音楽うんちく

先週、調律について書く、と予告したので、まあ、うんちくとして。

真中のドの音は普通約260Hzの振動。だけど、同じドの音でも楽器によって音色が違う。これは倍音のためなのだ。実はドの音をならすと、倍の520Hz(2倍音), 3倍の780Hz(3倍音) ....の音も出るため。重なり具合が楽器によって変わるため音色が変わって聞こえるわけだ。2倍音はオクターブ上、3倍音はその上のソの音、4倍音は2オクターブ上、5倍音はさらにその上のミの音。

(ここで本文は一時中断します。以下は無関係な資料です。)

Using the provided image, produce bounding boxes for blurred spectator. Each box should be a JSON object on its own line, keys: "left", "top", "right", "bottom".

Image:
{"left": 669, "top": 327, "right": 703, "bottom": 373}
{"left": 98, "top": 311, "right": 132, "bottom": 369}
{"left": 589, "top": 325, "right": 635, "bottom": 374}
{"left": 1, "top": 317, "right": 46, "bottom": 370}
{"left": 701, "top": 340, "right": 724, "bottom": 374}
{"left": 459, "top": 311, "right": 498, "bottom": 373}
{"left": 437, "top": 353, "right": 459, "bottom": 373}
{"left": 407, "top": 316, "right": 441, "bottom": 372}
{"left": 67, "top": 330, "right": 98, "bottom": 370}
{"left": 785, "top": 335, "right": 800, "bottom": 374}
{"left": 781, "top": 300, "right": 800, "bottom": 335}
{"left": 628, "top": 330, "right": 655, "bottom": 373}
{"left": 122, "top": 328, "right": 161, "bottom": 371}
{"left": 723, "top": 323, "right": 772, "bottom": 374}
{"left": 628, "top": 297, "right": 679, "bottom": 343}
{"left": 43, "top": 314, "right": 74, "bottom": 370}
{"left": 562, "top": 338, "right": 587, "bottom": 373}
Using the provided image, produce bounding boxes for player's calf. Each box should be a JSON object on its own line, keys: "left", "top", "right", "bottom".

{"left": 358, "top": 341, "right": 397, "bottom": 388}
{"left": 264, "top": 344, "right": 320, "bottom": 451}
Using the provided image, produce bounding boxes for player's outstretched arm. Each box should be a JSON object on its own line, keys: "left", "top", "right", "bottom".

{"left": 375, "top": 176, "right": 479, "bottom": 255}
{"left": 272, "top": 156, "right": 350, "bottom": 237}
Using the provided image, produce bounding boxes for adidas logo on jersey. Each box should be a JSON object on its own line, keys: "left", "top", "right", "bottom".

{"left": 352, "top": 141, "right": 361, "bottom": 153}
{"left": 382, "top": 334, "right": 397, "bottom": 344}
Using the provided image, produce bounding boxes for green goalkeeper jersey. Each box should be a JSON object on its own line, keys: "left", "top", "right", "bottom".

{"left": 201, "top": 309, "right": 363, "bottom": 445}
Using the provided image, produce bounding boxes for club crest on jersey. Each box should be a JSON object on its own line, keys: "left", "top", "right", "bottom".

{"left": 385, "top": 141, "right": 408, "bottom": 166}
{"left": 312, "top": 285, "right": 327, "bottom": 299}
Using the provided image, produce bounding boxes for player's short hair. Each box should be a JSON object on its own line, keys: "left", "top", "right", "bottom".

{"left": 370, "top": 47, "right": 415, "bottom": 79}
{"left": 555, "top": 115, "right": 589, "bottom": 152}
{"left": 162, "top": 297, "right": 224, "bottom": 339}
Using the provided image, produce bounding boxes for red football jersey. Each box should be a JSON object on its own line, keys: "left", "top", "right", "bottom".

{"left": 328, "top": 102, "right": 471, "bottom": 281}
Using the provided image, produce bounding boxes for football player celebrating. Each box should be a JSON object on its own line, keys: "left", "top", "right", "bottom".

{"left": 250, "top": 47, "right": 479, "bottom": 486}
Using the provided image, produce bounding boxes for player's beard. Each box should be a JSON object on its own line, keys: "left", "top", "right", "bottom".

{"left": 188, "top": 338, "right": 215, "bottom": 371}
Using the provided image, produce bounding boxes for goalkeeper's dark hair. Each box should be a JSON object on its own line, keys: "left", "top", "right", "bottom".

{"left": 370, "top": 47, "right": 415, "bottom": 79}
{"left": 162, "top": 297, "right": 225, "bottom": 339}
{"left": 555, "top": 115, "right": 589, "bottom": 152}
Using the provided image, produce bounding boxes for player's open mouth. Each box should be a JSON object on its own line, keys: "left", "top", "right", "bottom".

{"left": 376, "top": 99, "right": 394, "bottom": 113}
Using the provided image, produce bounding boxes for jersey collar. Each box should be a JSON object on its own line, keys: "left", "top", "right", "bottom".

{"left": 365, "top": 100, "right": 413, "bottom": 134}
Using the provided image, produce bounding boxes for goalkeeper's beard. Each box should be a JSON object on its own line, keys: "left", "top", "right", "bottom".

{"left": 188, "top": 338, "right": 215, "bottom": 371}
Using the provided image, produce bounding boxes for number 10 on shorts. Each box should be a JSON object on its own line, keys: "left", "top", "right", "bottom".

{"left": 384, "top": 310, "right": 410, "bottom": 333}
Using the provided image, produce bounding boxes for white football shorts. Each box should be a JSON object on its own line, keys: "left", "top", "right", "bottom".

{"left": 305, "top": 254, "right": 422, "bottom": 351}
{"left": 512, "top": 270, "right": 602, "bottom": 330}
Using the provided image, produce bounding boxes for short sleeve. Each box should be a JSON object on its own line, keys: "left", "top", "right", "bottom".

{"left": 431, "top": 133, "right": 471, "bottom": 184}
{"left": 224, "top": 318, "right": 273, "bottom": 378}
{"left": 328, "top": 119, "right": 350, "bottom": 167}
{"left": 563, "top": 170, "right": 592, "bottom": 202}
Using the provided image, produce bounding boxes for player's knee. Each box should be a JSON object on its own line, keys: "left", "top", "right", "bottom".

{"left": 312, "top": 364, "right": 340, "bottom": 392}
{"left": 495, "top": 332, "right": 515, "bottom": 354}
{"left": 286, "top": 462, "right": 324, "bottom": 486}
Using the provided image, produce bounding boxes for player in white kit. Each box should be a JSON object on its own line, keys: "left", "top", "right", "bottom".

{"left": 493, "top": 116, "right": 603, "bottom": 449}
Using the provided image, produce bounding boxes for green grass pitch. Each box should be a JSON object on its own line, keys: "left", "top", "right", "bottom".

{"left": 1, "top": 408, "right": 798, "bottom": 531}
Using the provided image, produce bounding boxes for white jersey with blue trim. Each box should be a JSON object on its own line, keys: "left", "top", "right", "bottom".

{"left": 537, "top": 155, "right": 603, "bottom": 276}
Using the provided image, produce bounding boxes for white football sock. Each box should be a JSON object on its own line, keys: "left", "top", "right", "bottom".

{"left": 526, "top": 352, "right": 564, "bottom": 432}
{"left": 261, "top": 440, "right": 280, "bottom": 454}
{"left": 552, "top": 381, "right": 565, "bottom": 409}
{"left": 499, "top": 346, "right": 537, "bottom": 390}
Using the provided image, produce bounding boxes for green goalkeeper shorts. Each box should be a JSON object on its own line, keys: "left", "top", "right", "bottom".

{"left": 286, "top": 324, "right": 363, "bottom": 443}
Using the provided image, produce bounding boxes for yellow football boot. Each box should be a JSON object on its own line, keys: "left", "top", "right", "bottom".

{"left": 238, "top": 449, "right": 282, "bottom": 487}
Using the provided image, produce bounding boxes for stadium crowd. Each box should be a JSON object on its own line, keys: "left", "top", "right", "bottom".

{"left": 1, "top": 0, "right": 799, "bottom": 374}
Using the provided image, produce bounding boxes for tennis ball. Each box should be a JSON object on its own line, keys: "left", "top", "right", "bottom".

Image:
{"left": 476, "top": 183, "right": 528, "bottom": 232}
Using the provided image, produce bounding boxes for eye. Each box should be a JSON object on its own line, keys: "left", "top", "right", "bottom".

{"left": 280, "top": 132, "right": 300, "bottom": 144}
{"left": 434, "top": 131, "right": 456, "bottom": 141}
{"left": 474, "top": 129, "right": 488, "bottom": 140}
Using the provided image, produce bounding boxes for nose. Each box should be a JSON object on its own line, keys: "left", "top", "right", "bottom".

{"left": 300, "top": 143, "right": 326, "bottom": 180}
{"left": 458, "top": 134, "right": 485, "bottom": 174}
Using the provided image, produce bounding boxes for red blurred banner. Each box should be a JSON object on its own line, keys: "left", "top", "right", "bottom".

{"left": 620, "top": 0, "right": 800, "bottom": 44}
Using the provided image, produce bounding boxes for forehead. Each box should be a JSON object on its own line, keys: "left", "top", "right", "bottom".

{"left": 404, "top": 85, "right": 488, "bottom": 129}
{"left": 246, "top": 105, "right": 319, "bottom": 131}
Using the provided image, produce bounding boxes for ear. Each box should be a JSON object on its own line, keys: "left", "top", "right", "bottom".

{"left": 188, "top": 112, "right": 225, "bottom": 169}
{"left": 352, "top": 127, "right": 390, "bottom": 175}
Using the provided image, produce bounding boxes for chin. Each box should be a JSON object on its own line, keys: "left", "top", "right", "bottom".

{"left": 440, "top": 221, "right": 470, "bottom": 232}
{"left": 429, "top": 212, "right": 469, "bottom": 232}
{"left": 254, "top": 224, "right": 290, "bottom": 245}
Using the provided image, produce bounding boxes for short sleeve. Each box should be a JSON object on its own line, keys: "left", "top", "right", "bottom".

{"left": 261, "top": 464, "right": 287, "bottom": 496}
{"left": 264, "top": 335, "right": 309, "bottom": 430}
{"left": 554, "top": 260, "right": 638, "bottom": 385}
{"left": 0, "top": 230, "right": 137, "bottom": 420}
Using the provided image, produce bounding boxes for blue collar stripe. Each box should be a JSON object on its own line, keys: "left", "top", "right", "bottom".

倍音に違う音が入ってるわけで、そのおかげで、ドがきまると、自然にソ、ミの音の高さは数学的にきまるのだ。ちなみにさらに上の倍音をとれば、シ、やレも決まる。そう、これはピタゴラスのみつけた音階の定義なのだ。ピタゴラス律とも言われる。ピタゴラス律で調律された楽器で例えばドミソの和音を弾くと、3つの音の倍音が同じ音になるので、なんの混じりけもない、美しい和音ができる。

おもしろいのは、こうしてできた音階は、不ぞろいで、等間隔になってないこと。さらに、例えばドの#とレの♭は違う音として定義される。このため、ピタゴラス律では1つの調しか、まともにひけないのだ。

平均律は、これと逆に、和音の汚さに目をつぶって、上の数学と無関係に1オクターブを12等分したものだ。和音はきたないが、すべての調で弾ける。この和音と自由度のバランスをどうするか、という問題の解決の方法が、鍵盤楽器の調律法の歴史そのものなのだ。

平均律のピアノでも、それほど耳障りに感じないのは、単に慣れてしまっているせいと、ピアノではそれを隠すために微妙に長さの違う3つの弦を同時にならす、などの工夫をしているためである。ちなみにバイオリンではこの問題は起きないのだが、大部分の人は平均律に近い調性で弾いてしまっていると思われる。バイオリンもビブラートをかければ、和音の汚さは目立たなくなるからね。

来週はもしかしたら、さらに詳細を書くかも。